The loss badly shocked the PNP leadership, exposed major flaws within the party’s organization, and led to the withdrawal of financial support from Jamaica’s private sector. So, it was, that a damaged PNP limped into last November’s Local Government Election. This time the defeat was not surprising.

However, the twin defeat prompted Simpson Miller to announce plans to step away from the helm of the party. Earlier this month, responding to calls for her resignation and the rebuilding of the party, Simpson Miller announced she wouldn’t be seeking re-election as party leader next September. Indicative of the pressures on her to demit leadership, within days after her announcement the party executives coalesced around PNP Vice president Peter Phillips to succeed Simpson Miller. His installment as party leader is expected early in 2017.

The lesson learnt from the surprising demise of the PNP from the seat of government in Jamaica was that people cannot be taken for granted. While the PNP administration focused on reviving the Jamaican economy, the mass of voters felt neglected, and expressed opposition to this neglect at the polls.

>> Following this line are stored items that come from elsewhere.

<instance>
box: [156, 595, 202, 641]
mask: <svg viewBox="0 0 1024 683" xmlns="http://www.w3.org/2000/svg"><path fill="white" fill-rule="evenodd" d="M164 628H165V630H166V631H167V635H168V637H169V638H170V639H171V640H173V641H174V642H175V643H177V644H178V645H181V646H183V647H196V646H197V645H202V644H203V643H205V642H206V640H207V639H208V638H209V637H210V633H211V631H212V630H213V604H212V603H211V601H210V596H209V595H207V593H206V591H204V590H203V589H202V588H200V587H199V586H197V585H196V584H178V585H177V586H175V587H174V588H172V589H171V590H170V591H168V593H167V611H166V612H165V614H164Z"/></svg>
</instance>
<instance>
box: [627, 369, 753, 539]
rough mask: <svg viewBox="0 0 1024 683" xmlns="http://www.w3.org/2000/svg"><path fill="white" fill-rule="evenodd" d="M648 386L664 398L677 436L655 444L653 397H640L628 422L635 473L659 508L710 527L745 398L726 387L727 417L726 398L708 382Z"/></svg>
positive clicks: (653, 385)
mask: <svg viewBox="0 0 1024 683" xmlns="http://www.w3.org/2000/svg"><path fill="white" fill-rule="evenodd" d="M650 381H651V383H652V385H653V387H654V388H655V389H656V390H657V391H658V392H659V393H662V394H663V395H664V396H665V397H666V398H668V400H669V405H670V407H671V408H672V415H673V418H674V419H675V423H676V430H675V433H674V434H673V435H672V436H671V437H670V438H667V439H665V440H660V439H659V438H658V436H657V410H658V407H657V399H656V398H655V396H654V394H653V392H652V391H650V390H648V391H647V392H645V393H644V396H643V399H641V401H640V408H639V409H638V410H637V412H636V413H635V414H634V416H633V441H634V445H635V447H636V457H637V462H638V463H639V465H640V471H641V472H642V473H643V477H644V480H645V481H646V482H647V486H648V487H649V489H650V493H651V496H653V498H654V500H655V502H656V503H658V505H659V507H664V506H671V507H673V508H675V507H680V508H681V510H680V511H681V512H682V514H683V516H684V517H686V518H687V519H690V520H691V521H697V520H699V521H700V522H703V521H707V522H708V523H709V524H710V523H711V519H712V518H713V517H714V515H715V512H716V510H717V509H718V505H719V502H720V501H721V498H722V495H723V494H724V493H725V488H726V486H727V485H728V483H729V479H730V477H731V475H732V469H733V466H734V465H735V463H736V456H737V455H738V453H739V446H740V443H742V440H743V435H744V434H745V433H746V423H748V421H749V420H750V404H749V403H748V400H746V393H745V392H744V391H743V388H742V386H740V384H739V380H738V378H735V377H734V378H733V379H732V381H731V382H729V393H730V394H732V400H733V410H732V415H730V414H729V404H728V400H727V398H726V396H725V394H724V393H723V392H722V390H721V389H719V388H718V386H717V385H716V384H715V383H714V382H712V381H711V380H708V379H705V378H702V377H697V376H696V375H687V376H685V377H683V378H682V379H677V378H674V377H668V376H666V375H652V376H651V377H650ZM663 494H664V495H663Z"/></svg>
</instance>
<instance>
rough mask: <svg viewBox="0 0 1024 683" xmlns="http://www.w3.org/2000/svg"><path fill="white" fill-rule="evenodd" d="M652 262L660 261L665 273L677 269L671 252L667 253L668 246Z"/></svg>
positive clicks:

In the USA, various polls predicted that Hillary Clinton would win the November 8 presidential elections, and massive crowds turned out at her rallies in most states. With even larger crowds supporting rallies at which her top surrogates, Barack and Michelle Obama spoke, Clinton’s victory seemed assured.

Like the JLP in Jamaica, the Republican Party and its Presidential candidate Donald Trump apparently did not expect victory. On the other hand, the Clinton campaign pre-planned a big victory party, and fireworks, ready to celebrate the election of America’s first female president.

But, while voters in the urban regions in almost every major state voted for Clinton overwhelmingly, enabling her to amass some three million more popular votes than Trump, other voters, like some voters in Jamaica’s general election, felt neglected by the incumbent Democratic administration. Voters from rural USA, mostly white working class, supported by more minority voters than originally envisaged, voted against Clinton, giving Trump an implausible victory with 306 electoral votes.

Understandably, with a Clinton victory strongly anticipated, there’s strong disappointment and even resentment over Trump’s pending presidency. Since Clinton’s defeat, there has been criticism of the Electoral College system, and renewed arguments for America’s president to be elected by popular vote. Blame for Clinton’s defeat has been cast at FBI director James Comey for reviving investigation into her emails just days before voters went to the polls. Even more blame has been cast on the Russians for hacking the emails of the National Democratic Party Committee.

However, truth is, hard though it is to accept, like the PNP, the Clinton campaign took victory for granted, lulled into over confidence by the pundits and polls.

Elections in 2016, including the surprising Brexit vote in Britain, showed parties that take voters for granted do so at their own peril. The surprising defeats have revealed that parties can no longer depend on specific voting blocs to win. It is those political candidates, and those political parties that can best reach and get the votes of a cross section of voters that will likely win elections in the future. Neglecting a key bloc of voters could, as is evident in Trump’s election victory  – push neglected voters to the opposing parties, guaranteeing them unlikely victories.

The surprising election results also showed a government will likely lose power if its governance doesn’t include all the people. The art of governing today is to have policies that embrace the concerns of all people.

2016 taught harsh political lessons. Now, people only hope those recently elected to govern have learned these lessons, and bear in mind it’s the people who elected them and the people will surely vote them out if neglected.